I guess there’s no chance of that being merged and implemented in time to affect this project, but it might be something to keep in mind as a likely future extension needed.


Oh, I didn’t know this was accepted. Congrats! I was soon going to write something and how the chalk + trait stuff might be possible to leverage for lots of this.


How would it differ from leveraging the current compiler architecture, which offers type inference via HM-like unification, trait queries and even a fulfillment context (which we also had before chalk)?


The compat modality encodes the compatability relation.

not { compat { not { new interface }}

this, asked in the context of the old interface is “does there exist a compatible crate entailing this interface”.

Now I don’t mean to say that will just work out of the box—from some quick research prolog only does HORNSAT, while what I wrote requires real SAT. We’ll probably need at least to implement the dual (diamond or similar) modality more directly. Overlapping impl checking also seems impossible to do with just horn clauses, and in any event a single authoritative implementation of the compatability relation in rustc for all uses strikes me as an exciting goal.

What are “fulfillment contexts”? I don’t mean to say progress can’t already be made with rustc. As with everything I dream up, it will best-case serve as a long term plan :).


A growable set of “obligations” (pending predicates, especially those involving inference variables) which get resolved “behind the scenes” (in some arbitrary order), resulting in types being inferred and/or errors produced.

It’s the trait (more generally, predicate) equivalent of an (HM) inference context.


I’m skeptical that there is much value in mechanically checking semver compatibility (or for that matter, that semver is all it’s cracked up to be). At best you can mechanically check that a code change is unlikely to cause compile errors in clients, but that isn’t the same thing as detecting breakages.

This would be both too lax, in that it allows semantic breakages which don’t change the API, and too strict, in flagging changes as backwards incompatible that wouldn’t break any real world code.

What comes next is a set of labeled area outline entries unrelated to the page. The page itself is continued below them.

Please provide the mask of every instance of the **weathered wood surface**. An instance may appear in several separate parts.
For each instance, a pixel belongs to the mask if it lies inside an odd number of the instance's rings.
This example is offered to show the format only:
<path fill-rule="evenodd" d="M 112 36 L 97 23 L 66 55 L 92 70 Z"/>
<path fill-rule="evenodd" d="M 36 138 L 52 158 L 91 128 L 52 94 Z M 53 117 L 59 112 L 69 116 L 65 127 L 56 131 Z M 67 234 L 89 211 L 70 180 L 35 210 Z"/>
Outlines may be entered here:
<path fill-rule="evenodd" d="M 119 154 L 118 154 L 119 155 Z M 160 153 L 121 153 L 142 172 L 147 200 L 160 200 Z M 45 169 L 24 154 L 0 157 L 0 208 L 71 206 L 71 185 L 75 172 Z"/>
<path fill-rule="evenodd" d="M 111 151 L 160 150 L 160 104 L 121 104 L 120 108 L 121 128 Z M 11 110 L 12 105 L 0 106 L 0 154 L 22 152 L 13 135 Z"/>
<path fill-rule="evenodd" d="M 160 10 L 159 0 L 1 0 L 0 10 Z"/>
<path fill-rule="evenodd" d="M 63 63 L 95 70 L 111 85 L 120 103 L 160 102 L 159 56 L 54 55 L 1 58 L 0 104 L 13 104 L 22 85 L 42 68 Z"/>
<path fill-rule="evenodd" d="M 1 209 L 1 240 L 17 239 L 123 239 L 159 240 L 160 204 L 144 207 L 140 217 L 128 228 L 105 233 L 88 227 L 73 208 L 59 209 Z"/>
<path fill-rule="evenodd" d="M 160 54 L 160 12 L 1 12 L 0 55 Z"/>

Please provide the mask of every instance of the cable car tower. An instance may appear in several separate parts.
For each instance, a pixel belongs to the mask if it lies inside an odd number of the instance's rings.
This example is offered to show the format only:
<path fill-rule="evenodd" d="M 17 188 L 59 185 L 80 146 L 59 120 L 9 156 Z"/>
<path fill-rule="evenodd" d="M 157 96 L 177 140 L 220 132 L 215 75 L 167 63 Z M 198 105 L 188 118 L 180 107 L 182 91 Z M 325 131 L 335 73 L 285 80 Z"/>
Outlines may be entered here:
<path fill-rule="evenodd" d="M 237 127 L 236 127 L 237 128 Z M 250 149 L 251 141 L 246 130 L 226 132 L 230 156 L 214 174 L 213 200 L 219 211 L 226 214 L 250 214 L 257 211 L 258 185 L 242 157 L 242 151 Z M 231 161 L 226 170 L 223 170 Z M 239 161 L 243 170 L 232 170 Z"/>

Great that this project is getting of the ground now. Together with a friend I started semantic-rs a while ago. Initially we’re relying on commit annotations to make version decisions, but we always had the idea to automate this to some extend using automatic SemVer compat issues.

We would be happy to assist in your upcoming project and maybe taking it as the backend library for our tool at some point.


I think it fits perfectly to the overall design of rust: It doesn’t ensure that your program is bug free, can’t crash or - in this case - is semver compatible. It just gives you strong guarantees that prohibit some of the most common and most severe problems, such as dangling pointers in the core language or - in this case - api breakage in the case of libraries using this tool.

Elm, which did inspire this project, has a similiar tool shipped with their package manager and advertises as main language feature. API breakage might not seem to be a problem coming from an established language with ḿature ecosystem and well written frameworks. But if had your typescript web-app suddenly fail to build because someone changed the api of a major component in a patch-level release, then you really wish such a tool would have existed.


To be fair, due to Elm’s significantly simpler type system, their implementation fits in less than 1k loc and from a quick glance seemed to cover strong guarantees. I still agree with your position (otherwise I wouldn’t have applied for this project), but I thought this should be pointed out.